There are several ways to skin this cat, and this particular suggestion is well worth a look-


----------



## chausman (Aug 14, 2012)

Where are you powering your fog machine if there aren't any outlets?


----------



## wiscolighting (Aug 14, 2012)

*Re: Colored smoke*

Simplest way is just use a light preferably LED color mixing work really well. Colored fog fluid is not all that great and depending on what machine you are using it can do a real number on it leaving you with a disfuntional unit. Find some AC and run it I've worked events where we have run power all the way to the other end of buildings or across fields just to get the power needed.

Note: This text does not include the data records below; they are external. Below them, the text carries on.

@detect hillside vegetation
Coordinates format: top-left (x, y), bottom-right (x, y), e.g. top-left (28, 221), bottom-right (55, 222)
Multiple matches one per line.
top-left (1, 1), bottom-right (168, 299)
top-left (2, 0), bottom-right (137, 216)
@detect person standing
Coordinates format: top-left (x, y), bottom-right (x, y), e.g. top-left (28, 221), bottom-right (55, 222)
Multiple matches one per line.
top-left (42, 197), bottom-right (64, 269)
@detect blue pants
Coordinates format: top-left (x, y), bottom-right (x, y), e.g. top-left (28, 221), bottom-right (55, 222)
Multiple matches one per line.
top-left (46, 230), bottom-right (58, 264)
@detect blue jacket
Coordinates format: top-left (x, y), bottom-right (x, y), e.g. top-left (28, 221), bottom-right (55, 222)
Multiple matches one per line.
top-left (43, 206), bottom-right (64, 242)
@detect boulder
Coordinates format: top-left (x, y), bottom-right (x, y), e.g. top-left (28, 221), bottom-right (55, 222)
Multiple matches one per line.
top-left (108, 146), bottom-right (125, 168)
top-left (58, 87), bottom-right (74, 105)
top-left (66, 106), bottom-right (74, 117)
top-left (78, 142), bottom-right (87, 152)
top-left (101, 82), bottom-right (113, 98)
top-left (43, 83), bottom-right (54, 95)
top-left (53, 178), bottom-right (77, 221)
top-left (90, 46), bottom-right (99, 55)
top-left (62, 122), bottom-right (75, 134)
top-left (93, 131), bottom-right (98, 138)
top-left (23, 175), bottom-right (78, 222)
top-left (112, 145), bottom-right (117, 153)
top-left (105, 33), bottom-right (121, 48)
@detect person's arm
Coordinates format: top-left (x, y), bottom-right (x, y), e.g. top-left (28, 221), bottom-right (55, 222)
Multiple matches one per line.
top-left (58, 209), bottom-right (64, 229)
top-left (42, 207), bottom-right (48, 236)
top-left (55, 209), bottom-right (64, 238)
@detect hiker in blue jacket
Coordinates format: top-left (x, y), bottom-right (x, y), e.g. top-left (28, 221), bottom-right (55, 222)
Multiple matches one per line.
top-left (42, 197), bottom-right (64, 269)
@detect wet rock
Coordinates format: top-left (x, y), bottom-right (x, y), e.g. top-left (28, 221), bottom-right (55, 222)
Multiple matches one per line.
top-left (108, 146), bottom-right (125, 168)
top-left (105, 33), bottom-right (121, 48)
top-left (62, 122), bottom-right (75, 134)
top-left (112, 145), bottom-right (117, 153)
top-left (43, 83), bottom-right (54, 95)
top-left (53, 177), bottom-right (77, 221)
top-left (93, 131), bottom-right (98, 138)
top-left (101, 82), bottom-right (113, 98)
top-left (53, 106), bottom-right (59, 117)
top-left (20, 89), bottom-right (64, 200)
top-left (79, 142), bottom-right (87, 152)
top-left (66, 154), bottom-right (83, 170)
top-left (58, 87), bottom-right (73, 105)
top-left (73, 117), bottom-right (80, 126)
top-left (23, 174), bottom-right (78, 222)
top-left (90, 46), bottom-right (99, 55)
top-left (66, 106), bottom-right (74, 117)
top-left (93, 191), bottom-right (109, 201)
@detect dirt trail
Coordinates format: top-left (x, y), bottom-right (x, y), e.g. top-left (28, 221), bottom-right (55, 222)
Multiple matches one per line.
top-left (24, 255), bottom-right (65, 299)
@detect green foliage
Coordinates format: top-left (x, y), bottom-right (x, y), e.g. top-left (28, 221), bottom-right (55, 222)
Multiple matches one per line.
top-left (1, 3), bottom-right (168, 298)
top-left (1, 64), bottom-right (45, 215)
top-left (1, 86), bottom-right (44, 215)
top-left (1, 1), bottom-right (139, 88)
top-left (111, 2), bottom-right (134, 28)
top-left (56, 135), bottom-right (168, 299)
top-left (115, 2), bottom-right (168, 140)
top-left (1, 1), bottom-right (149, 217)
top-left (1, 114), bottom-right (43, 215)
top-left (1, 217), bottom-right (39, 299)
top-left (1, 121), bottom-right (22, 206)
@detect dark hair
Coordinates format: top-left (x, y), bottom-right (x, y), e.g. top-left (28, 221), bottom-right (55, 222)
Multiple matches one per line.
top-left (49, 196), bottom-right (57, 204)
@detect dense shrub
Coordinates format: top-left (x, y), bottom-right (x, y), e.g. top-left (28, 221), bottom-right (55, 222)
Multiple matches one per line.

It might be a pain but your color options if you have a good control console are endless with one or more LED color mixing lights with fluid its one color at a time no ability to change it quickly and very few color options.


----------



## EBB (Aug 15, 2012)

*Re: Colored smoke*


chausman said:


> Where are you powering your fog machine if there aren't any outlets?



I'm still trying to work that out. haha. That's why I may possibly get stuck with using a projector since there are outlets at FOH in the air and a projector already up. I just might need to get a program like Isadora to do what I want. 

I've considered the possibilities of battery powered LED's and found a company that may have some Chauvet Wells in the area. So that is my second option. But I am still of course using this as a learning experience to play around with different ideas. for funsies. I'm sure I'm going to use the LED situation anyways since I think I actually have a dimmer blade I have from an install that I can swap out and make things work for them. And that would make the fog power more accessable.


----------



## porkchop (Oct 30, 2012)

I totally want bacon scented fog now.


----------



## Grog12 (Oct 31, 2012)

porkchop said:


> I totally want bacon scented fog now.



I may allegedly know of a production that used patchouli in their hazer for Hair...(thank god I didn't work that show)


----------



## JohnD (Nov 1, 2012)

I just ran across this new item from Chauvet.
Products » Geyser
Also some info on patchouli:
Patchouli - Wikipedia, the free encyclopedia
Of course, for a performance of Hair, they could have just had the ushers wear a dab of patchouli oil to suitably stench up, I mean enhance the experience.


----------